Willem Verbeek – Een pionier van het Nederlandse schaken
Willem Jan Louis Verbeek (1820-1888) was de jongste telg uit de familie van Jan Louis en Wilhelmina Verbeek. Hij was geboren en getogen in Wijk bij Duurstede en na een onderbreking voor zijn medische opleiding tot platlandicus is hij daar in 1842 teruggekeerd en gestart als huisarts. Verbeek trouwde en zou een gezin hebben dat uitgroeide tot negen kinderen.
Ondanks zijn drukke praktijk, familieleven, en financiële beslommeringen vond Willem Verbeek ruimte om zich in diverse sociaal-culturele activiteiten en goede doelen te verdiepen. In zijn vrije tijd was Verbeek vooral actief in de schaakwereld, waar hij menig lans brak voor de ontwikkeling van het schaken in Nederland, dat in de negentiende eeuw nog achterliep op de rest van de wereld.
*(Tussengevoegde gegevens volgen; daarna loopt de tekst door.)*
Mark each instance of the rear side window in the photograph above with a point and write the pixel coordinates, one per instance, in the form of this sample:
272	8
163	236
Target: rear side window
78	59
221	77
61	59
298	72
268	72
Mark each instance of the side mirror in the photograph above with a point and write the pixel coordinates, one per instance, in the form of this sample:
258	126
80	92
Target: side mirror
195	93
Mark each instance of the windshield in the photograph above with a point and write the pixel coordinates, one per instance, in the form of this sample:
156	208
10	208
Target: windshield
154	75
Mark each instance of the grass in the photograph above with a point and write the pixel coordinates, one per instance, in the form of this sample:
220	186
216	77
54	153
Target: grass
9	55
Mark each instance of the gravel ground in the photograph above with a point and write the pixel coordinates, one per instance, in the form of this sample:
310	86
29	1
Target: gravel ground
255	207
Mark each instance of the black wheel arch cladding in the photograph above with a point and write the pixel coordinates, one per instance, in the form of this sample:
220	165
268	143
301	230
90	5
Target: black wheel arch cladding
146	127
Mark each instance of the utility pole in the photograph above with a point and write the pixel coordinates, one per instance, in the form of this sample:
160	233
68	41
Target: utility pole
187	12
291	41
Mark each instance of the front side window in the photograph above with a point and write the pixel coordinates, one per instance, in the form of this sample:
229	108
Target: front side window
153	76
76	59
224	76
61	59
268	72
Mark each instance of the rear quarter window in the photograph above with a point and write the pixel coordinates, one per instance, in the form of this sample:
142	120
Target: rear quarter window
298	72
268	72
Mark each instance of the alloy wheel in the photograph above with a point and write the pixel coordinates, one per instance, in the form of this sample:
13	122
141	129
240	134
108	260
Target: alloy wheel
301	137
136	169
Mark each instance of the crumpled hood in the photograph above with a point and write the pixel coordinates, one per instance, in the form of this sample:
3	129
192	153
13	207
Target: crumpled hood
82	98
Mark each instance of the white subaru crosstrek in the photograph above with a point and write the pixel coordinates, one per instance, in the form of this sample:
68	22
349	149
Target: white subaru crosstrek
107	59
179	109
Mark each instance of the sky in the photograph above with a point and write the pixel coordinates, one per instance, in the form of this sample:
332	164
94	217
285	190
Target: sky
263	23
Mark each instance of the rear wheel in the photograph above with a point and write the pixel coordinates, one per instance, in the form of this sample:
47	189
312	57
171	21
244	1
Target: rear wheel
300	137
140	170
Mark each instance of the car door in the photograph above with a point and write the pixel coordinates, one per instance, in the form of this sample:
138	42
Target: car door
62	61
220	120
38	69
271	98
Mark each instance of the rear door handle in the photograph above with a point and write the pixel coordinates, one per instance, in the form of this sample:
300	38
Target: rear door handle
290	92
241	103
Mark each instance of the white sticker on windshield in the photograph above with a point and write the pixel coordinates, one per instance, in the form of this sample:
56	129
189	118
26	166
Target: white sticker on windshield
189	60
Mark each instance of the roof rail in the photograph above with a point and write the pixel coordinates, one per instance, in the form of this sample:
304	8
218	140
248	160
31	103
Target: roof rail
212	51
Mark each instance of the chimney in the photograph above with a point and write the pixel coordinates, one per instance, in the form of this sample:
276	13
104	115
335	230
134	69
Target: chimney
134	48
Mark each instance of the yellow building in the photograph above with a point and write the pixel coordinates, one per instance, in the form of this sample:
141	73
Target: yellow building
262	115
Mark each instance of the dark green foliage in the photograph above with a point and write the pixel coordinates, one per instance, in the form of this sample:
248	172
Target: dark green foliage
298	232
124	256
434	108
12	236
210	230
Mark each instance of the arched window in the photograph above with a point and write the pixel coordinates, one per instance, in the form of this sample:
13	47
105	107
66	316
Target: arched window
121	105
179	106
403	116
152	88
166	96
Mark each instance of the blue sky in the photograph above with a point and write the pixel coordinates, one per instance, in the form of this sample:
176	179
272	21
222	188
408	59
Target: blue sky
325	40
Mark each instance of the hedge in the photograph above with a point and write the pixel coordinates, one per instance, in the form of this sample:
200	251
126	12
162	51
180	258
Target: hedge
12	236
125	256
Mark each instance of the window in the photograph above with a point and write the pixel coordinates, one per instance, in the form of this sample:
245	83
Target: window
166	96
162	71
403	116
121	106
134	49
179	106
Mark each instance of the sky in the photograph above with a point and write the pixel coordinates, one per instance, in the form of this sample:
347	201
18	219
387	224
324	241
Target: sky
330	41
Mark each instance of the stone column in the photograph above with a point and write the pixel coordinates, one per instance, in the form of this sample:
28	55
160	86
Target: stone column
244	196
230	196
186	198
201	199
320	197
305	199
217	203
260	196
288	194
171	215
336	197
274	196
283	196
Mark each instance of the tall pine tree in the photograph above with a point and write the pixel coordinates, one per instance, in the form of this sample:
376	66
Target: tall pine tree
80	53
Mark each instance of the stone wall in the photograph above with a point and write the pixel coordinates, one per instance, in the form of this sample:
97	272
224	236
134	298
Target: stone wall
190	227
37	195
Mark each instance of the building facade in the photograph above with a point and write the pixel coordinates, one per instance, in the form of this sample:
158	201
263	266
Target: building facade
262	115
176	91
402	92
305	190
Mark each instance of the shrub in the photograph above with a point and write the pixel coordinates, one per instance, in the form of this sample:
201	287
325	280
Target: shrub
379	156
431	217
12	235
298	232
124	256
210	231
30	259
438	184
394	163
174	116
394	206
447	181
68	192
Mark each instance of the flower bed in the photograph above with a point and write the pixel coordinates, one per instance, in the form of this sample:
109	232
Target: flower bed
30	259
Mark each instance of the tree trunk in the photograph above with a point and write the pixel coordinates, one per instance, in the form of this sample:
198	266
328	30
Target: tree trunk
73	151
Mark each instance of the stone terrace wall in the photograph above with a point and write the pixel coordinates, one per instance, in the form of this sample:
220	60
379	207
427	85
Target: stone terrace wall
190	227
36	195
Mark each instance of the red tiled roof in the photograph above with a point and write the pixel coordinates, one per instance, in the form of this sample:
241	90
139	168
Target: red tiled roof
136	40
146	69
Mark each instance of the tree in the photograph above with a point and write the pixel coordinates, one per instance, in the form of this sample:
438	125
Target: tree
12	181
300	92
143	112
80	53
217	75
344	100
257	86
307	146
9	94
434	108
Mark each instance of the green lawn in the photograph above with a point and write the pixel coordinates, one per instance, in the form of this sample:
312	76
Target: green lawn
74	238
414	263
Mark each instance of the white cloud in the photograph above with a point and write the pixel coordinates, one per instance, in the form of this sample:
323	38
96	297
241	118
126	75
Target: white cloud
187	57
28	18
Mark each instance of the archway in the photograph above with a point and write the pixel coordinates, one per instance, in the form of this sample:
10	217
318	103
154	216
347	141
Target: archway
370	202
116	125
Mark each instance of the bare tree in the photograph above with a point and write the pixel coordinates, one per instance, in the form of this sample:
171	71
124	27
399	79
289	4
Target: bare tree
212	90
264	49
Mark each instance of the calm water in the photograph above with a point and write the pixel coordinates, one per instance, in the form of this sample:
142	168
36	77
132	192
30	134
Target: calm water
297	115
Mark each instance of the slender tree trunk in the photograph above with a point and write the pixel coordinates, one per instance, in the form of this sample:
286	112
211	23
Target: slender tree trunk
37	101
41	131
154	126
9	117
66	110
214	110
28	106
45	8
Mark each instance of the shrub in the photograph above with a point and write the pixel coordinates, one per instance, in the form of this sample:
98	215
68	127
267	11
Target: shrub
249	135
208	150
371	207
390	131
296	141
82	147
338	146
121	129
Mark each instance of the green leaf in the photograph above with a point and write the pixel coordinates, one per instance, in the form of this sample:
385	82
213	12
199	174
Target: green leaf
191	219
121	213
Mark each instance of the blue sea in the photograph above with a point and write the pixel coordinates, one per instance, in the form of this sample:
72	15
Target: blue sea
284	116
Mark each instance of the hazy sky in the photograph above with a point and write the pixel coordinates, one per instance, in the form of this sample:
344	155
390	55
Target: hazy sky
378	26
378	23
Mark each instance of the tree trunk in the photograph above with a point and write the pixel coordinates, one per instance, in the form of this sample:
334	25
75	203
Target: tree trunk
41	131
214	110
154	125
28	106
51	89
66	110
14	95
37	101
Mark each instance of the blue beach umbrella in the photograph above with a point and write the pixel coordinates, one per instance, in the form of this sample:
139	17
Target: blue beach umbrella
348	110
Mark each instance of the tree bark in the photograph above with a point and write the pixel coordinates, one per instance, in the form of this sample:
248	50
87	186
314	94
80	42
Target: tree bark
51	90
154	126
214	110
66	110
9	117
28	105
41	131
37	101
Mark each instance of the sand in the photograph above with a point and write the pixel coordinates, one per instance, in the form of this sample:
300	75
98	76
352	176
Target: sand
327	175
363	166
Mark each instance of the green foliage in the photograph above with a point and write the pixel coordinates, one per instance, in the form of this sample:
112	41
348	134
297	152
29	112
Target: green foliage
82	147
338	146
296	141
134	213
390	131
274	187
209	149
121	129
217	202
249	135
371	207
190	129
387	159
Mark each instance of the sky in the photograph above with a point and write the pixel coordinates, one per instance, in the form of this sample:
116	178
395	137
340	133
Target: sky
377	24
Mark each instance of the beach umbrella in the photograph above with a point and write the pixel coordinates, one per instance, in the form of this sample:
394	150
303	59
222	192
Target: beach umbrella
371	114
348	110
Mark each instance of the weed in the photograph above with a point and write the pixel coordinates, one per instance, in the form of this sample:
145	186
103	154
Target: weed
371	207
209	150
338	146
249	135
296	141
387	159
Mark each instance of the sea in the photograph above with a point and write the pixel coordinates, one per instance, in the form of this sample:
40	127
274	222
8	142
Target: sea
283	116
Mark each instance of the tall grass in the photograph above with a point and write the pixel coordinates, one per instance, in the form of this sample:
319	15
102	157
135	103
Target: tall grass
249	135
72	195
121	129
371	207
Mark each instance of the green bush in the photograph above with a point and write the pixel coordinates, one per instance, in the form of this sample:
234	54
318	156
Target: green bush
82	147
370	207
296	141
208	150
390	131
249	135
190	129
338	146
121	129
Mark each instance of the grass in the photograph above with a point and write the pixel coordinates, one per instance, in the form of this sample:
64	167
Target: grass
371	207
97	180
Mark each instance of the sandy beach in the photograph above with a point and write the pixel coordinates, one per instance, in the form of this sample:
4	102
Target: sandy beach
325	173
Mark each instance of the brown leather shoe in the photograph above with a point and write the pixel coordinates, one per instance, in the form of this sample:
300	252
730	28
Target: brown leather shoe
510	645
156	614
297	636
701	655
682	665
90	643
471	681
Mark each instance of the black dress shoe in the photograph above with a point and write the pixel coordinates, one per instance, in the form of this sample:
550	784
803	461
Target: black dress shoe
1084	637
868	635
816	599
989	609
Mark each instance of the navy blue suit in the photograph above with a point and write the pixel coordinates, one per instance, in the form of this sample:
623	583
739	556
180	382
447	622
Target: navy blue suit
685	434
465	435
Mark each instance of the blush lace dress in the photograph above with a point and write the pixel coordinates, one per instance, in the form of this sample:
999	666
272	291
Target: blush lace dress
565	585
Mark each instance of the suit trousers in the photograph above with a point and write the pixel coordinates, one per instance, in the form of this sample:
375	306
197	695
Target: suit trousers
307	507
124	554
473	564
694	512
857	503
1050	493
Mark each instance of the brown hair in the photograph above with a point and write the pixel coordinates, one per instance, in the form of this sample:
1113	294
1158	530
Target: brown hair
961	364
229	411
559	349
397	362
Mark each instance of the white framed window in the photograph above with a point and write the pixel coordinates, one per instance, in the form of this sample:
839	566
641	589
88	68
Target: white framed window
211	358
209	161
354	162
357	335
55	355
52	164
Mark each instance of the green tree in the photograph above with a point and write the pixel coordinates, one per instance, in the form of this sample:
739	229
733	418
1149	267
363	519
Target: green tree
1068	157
Verbeek geldt dan ook als een pionier, die als geen ander een stimulator was voor het schaken en de uniformering van de regels in Nederland. Verbeek was een schaakmeester avant la lettre, maar hij is vooral bekend als de hoofdredacteur van het eerste Nederlandse schaaktijdschrift Sissa (1847-1874), zijn geesteskind.
In 1844 richtte Verbeek met twee clubgenoten het schaakgenootschap Sissa op, vernoemd naar de mythische brahmaan Sissa waarvan men dacht dat hij de uitvinder van het schaakspel was. De leden van deze vereniging ontmoetten elkaar wekelijks. Verbeek was de captain van menig correspondentie-schaakpartij van Sissa tegen andere clubs in het land. Onder Verbeeks leiding groeide Sissa uit tot een gerespecteerde schaakmacht en werd Wijk bij Duurstede “de bakermat van het schaken” in de regio.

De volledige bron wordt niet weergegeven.